“Wildflowers” was written by Dolly Parton specifically for the Trio project — the collaboration with Linda Ronstadt and Emmylou Harris that had been in progress since the late 1970s and was finally recorded and released as Trio (Warner Bros., March 2, 1987). Parton wrote the song to evoke the Appalachian folk tradition the album was reaching toward: acoustic guitar, autoharp, and fiddle, with an arrangement designed to sound as if it had always existed rather than having been composed for this occasion. The track appears as the album’s tenth and final song.
The lyric uses wildflowers as a metaphor for independence and freedom — a wildflower feels out of place among cultivated garden flowers and grows best when left unconstrained.
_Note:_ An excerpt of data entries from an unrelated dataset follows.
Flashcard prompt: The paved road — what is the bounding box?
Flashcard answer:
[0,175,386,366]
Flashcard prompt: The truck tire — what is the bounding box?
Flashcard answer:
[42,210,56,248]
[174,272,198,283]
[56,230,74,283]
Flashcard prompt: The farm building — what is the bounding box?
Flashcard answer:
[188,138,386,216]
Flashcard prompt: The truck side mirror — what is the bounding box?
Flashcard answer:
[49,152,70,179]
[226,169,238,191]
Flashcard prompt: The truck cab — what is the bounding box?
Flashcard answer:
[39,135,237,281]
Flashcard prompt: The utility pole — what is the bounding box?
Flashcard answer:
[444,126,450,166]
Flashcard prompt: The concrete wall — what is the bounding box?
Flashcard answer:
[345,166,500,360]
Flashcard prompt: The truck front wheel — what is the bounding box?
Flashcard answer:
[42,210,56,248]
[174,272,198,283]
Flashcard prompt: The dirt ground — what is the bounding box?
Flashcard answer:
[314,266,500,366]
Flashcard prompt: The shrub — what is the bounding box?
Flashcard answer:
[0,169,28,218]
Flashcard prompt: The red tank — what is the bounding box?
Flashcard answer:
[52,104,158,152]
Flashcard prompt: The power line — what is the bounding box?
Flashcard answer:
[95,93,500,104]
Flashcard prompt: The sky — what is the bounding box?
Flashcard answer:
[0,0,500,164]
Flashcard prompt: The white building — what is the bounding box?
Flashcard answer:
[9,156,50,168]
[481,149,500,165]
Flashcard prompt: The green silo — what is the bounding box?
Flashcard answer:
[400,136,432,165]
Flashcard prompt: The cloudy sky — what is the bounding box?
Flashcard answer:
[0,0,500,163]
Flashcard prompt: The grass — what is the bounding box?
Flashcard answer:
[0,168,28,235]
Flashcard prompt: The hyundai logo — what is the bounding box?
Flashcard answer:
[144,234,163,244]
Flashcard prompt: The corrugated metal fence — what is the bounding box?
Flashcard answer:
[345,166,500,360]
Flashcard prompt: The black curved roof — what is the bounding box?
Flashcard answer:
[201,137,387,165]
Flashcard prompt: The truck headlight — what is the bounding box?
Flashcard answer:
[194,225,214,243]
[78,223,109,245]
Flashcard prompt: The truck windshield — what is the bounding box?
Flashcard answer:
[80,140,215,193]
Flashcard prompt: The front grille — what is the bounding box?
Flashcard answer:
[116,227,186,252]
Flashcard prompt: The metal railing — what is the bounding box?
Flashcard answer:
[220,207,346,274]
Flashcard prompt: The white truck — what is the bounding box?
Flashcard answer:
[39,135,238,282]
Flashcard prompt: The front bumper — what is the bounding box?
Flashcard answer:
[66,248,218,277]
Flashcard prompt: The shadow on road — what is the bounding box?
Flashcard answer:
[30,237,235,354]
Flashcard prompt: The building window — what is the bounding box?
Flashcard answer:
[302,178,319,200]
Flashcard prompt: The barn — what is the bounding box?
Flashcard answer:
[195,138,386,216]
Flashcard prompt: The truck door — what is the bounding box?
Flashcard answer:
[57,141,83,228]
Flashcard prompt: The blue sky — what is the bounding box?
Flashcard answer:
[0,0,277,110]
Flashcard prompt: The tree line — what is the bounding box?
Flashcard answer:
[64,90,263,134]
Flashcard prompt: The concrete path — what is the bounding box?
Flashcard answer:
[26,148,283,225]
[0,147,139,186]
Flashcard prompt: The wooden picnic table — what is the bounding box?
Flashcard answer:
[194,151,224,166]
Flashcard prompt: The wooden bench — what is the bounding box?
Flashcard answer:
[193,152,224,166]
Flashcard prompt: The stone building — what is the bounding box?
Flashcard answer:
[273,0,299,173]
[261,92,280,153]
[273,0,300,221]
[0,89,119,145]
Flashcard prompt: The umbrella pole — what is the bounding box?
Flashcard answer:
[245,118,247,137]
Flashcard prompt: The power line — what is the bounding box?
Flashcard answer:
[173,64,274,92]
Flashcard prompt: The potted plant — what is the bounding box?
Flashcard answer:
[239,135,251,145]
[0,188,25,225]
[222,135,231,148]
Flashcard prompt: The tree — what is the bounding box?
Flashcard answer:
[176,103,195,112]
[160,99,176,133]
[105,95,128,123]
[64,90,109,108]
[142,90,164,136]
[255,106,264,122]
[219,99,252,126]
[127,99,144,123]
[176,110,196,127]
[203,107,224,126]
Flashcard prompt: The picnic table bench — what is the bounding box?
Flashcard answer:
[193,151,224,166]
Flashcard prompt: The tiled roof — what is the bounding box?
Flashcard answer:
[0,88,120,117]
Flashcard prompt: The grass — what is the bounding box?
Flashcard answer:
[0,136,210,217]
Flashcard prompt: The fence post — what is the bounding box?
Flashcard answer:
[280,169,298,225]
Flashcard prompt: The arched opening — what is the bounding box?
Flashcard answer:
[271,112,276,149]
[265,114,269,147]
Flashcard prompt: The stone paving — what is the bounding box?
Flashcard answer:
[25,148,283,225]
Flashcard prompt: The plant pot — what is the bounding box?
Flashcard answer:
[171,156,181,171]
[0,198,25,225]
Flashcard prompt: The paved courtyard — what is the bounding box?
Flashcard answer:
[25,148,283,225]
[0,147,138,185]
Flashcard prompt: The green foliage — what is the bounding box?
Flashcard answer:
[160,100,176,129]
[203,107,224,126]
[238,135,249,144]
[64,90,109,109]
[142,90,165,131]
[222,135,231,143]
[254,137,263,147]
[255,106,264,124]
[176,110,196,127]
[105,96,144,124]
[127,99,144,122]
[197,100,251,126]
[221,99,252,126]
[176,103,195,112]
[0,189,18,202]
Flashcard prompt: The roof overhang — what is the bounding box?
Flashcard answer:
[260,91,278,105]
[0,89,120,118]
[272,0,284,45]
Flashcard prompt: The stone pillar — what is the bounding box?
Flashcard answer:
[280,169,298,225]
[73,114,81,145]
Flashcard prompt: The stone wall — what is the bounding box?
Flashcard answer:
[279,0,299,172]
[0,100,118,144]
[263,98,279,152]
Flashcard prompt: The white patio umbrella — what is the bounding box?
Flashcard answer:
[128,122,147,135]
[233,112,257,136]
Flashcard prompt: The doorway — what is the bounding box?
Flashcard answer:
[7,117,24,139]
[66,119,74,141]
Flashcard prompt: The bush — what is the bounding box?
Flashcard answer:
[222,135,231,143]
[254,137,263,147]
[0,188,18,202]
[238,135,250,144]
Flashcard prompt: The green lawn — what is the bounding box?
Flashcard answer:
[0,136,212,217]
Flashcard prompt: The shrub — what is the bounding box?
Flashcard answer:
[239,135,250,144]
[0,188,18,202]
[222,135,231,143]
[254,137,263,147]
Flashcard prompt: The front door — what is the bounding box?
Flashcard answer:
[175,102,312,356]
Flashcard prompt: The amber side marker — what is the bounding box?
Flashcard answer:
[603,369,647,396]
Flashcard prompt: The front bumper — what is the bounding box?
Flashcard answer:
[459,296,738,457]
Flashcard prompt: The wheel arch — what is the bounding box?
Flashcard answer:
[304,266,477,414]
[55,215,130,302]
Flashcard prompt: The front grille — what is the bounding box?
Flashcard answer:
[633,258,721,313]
Parton described the song as being about restlessness and the desire to branch out, though the sentiment mapped naturally onto the three voices performing it: three women who had each built their careers in different corners of the same tradition, none of them entirely comfortable with the commercial expectations placed on them.
Released as the fourth single from Trio in 1988, “Wildflowers” reached #6 on the Billboard Hot Country Singles chart. The album won the Grammy for Best Country Performance by a Duo or Group with Vocal in 1988 and remains a landmark of the acoustic-country crossover that ran parallel to the bluegrass revival in the 1980s. Parton’s song outlasted the album’s commercial moment; it is now among the Trio recordings most closely identified with the acoustic and folk aesthetics the project represented.